Acqua: una Giornata mondiale per affermare che è un bene comune

Nel 1992 il dipartimento degli affari sociali ed economici dell’ONU ha dichiarato oggi, il 22 marzo, la Giornata Internazionale dell’Acqua con lo scopo dichiarato di promuovere attività concrete per la risoluzione di problemi locali, regionali e nazionali contro la carenza e la scarsità di acqua. Noi di Fonte di Speranza da sempre abbiamo a cuore la problematica dell’acqua potabile nei paesi in cui operiamo ed in particolar modo in Sierra Leone ed in Congo dove questa criticità è più evidente.

Non è sempre semplice far capire l’importanza dell’acqua sicura, ma sarebbe sufficiente pensare a cosa faremmo noi se non l’avessimo a portata di rubinetto in casa, al lavoro, all’esterno, l’acqua per lavarci, per cucinare, per igienizzare l’ambiente in cui viviamo. Basterebbe una mattina di black-out dell’ente gestore dell’acqua municipale del paese in cui viviamo per farci tornare indietro di alcuni decenni.

Secondo il SDGs (Sustainable Development Goals ) firmato dall’ONU che detta i 17 obiettivi da raggiungere entro il 2030 per uno Sviluppo Sostenibile, l’acqua ha un ruolo prioritario, o meglio, come si legge nell’obiettivo 6: è necessario garantire a tutti la disponibilità e la gestione sostenibile dell’acqua e delle strutture igienico-sanitarie.

l’Acqua è vita

Giornata Mondiale dell'Acqua

Fatto verificato ed accertato è che la carenza e la scarsa qualità dell’acqua, assieme a sistemi sanitari inadeguati, hanno un impatto negativo sulla sicurezza alimentare, sulla scelta dei mezzi di sostentamento e sulle opportunità di istruzione per le famiglie povere di tutto il mondo, quindi sul loro futuro prossimo o lontano. Ricordiamoci inoltre che la siccità colpisce alcuni dei paesi più poveri del mondo, aggravando fame e malnutrizione. Visti questi presupposti, l’obiettivo condiviso ormai da tutti gli organi ufficiali, e anche da noi, non è solo dare un accesso equo all’acqua potabile, ma fornire accesso agli impianti sanitari e igienici adeguati e, non per ultimo, supportare e rafforzare la partecipazione delle comunità locali nel miglioramento della gestione dell’acqua e degli impianti igienici.

Non è infatti solo indispensabile costruire le strutture per la distribuzione dell’acqua (pozzi e cisterne), la medesima importanza la svolgono percorsi formativi in pratiche igienico-sanitarie rivolti ad genti sanitari delle comunità locali, specialmente alle donne e ai bambini delle scuole, perché è agendo su di loro che i benefici ricadono in maniera sorprendente anche sugli altri membri della collettività e dei nuclei familiari per favorire una maggiore consapevolezza dell’importanza dell’acqua e della metodologia del suo utilizzo garantendo una sostenibilità sociale ed ambientale nel medio e lungo periodo. Ad esempio la futura dotazione di gettoniera per un compenso simbolico per l’erogazione dell’acqua permetterà di alimentare un fondo cassa per la manutenzione del pozzo stesso o per altre esigenze certificate del villaggio.
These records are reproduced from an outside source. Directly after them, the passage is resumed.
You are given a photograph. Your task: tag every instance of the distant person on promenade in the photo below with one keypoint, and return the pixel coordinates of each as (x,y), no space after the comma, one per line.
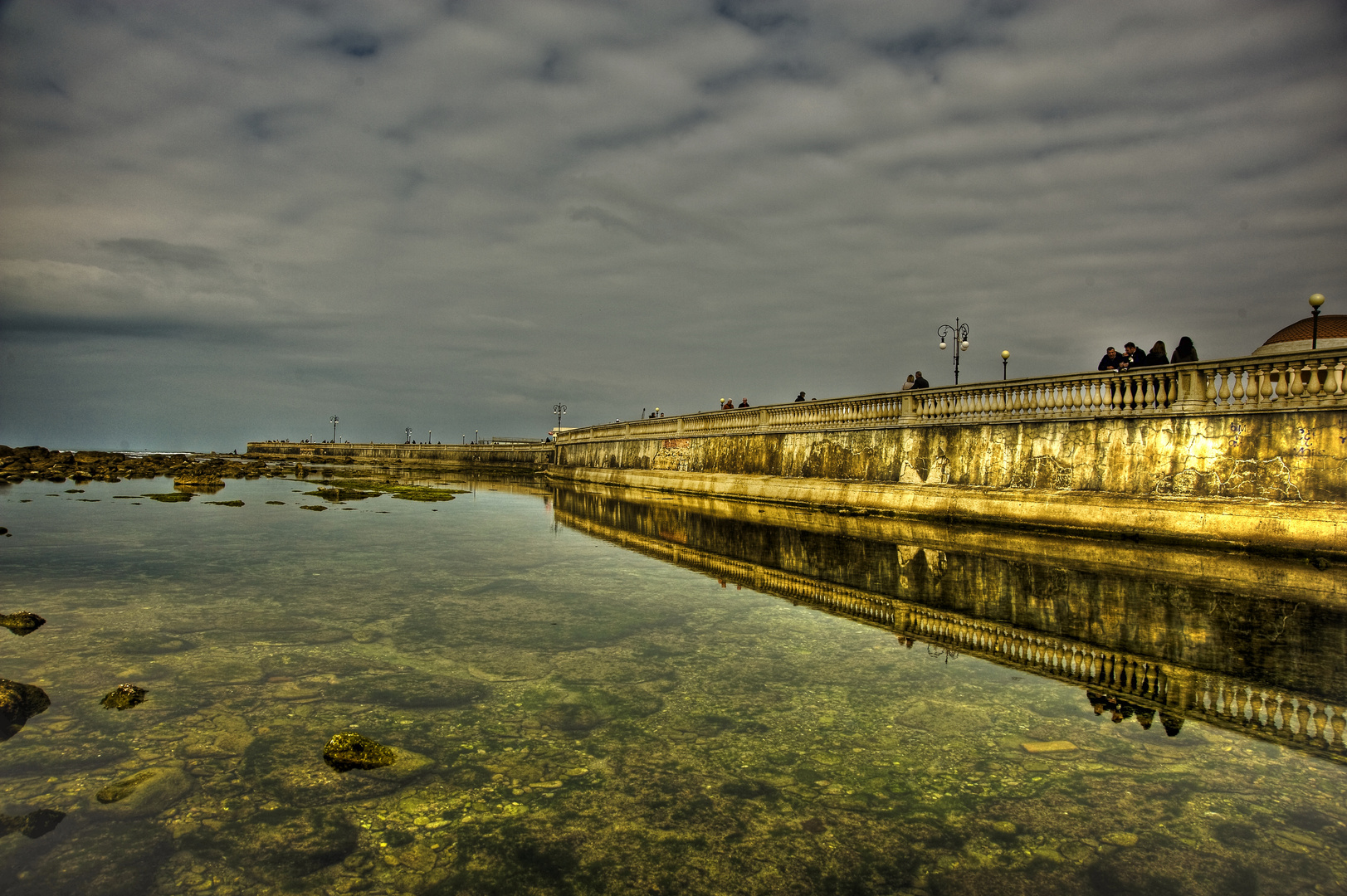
(1186,351)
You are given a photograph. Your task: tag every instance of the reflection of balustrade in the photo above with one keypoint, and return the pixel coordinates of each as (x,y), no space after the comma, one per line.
(1284,382)
(1297,721)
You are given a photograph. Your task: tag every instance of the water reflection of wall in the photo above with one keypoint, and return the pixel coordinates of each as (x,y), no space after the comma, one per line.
(1268,660)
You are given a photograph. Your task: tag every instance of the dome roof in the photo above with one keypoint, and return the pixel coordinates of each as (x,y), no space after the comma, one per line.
(1332,333)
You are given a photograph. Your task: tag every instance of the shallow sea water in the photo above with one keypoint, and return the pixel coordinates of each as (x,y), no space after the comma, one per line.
(574,716)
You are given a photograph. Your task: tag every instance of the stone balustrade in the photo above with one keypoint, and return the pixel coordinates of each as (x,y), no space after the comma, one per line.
(1242,384)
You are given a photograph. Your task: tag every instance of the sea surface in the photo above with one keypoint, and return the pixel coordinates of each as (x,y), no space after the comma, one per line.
(593,691)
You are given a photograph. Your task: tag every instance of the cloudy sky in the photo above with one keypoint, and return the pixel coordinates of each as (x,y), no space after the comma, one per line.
(229,222)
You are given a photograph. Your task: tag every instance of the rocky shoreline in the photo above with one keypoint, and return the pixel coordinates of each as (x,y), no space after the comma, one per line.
(37,462)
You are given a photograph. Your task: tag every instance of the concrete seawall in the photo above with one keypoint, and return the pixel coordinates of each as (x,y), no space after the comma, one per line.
(1271,481)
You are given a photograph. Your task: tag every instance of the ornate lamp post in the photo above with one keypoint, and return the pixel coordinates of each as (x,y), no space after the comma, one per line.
(961,333)
(1315,300)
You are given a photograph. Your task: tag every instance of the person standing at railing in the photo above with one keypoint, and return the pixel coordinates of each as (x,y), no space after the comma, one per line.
(1133,356)
(1186,351)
Queste sessioni di formazione hanno lo scopo di trattare argomenti come la raccolta dell’acqua, la preparazione e conservazione degli alimenti, l’igiene personale ed ambientale, la pianificazione familiare, lo sviluppo della micro-economia con orti familiari e piccoli allevamenti.

È fondamentale ricordarsi che il difficoltoso accesso all’acqua potabile è causa di malattie importanti e, in questi paesi, mortali come malaria, insufficienza renale acuta, diarrea, infezioni urinarie.

Speriamo che queste poche righe abbiamo permesso a chi ha avuto la pazienza di leggerle di rendersi conto che l’acqua è vita, un bene prezioso che oggi fortunatamente noi diamo per scontato, ma che molte persone ne sono sprovviste e che proprio in questo momento stanno percorrendo chilometri a piedi per riempire una tanica che possa permettere a tutta la famiglia di dissetarsi e lavarsi, per oggi.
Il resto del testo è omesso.